Here’s a third reason a bubble formed: The banks needed money to issue loans. Where would that money come from?

From securities. Functionally, the banks borrowed money (by selling “collateralized debt obligations,” or CDOs) and used that money to issue loans to builders and buyers. The banks earned profits on the “spread” between the rate at which they could borrow and the rate at which they could lend.

And that’s fine — as long as the banks are borrowing at an interest rate that’s aligned with the actual risk involved.

Here’s where trouble entered the picture:

Banks took the riskiest loans (subprime loans) and packaged them as ultrasafe securities (CDOs). In other words, they sold risky assets under the guise of safe assets.

And they did this a LOT. In the three-year timespan from 2003 to 2006, CDO sales rose tenfold, going from a $30 billion industry to a $225 billion industry.

When housing prices dropped, many investors (including many major institutional investors, such as the government of Iceland) lost their investments in these securities. This triggered capital markets to plummet.

Why it’s different today

The three conditions outlined above are drastically different today:

1. Stricter lending standards

Today’s borrowers must meet higher standards. They need strong credit scores, low debt-to-income ratios, and (generally) need to provide at least two years of proven income history. Financial institutions will look at their pay stubs and tax records to verify their income.

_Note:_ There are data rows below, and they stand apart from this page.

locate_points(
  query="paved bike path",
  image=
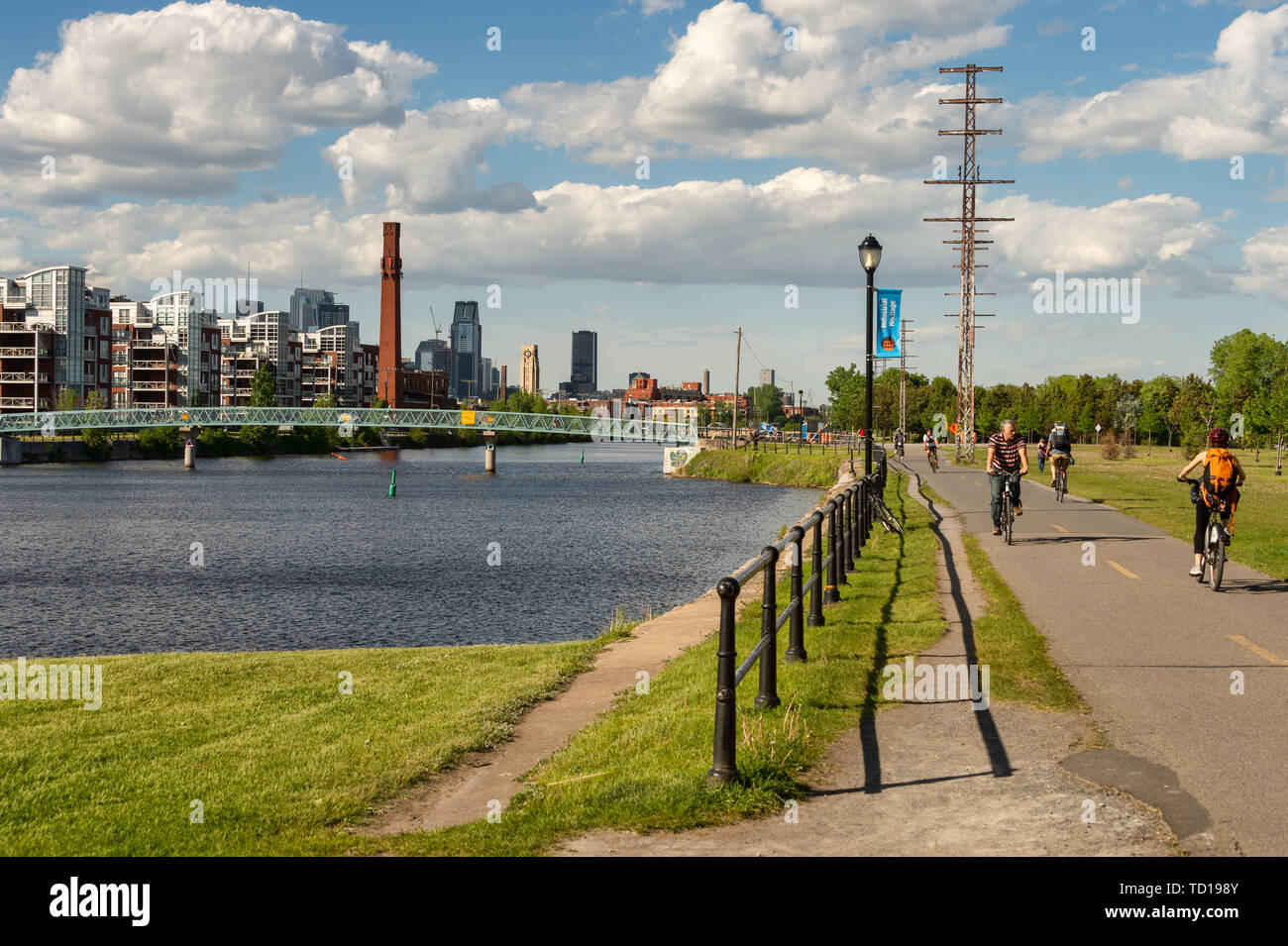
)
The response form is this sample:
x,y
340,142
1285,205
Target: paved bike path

The result? Today’s borrowers are more likely to be able to actually afford their loan repayments — meaning fewer of them will be subject to short sales and foreclosures.

2. Less speculation

Banks have much stricter lending criteria for both builders and buyers. Investors can no longer create a real estate development company on leverage alone; they often need a hefty down payment (25% to 30% or more) to borrow the funds to build a new condominium complex or apartment building. The “loan-to-value” ratio, as it’s called, is stricter than ever.

3. No CDO bubble

As you might imagine, institutional investors are now leery of complex financial instruments such as CDOs. The explosion of CDOs from 2003 to 2006 isn’t repeating itself today.

So why are housing prices skyrocketing?

Many people look at one characteristic of the 2014 housing market — the rapid rise in home prices — and wonder if we’re in another bubble.

We’re not. The main drivers of a bubble (easy credit, loose lending standards, and overblown enthusiasm and speculation) aren’t present in today’s market.

In many major markets across the U.S., year-over-year housing prices appear to have made enormous gains. According to Trulia’s Bubble Watch Report, year-over-year growth in asking home prices (as of February 2014) is up 12.6% in Atlanta, 10.4% in Indianapolis, and 15.8% in Dallas. In other words: Cities across the nation are seeing impressive gains.

But those gains are a drop in the bucket compared with how much further they need to recover just to reach “normal” levels.

The peak housing prices, by the way, aren’t considered “normal.” During the bubble, houses were overvalued by anywhere from 8% in Houston to 86% in Miami. When the bubble popped, houses plummeted into “undervalued” territory.

And while those values are recovering, many cities across the U.S. still feature undervalued houses.

Houses in Atlanta, for example, are still undervalued by about 15% — in spite of the 12% year-over-year price surge. Indianapolis homes are undervalued by 13%, while Dallas homes appear to be at “normal” levels — neither under- nor overvalued.

Some cities (especially in California) are seeing house prices that appear to be slightly overvalued. But today’s overvaluation pales in comparison with the wild speculation that fueled the bubble from 2002 to 2007.

So if you want to buy a home, don’t sweat that it looks as if we’re in a bubble. Today’s market is different from the one we experienced a decade ago.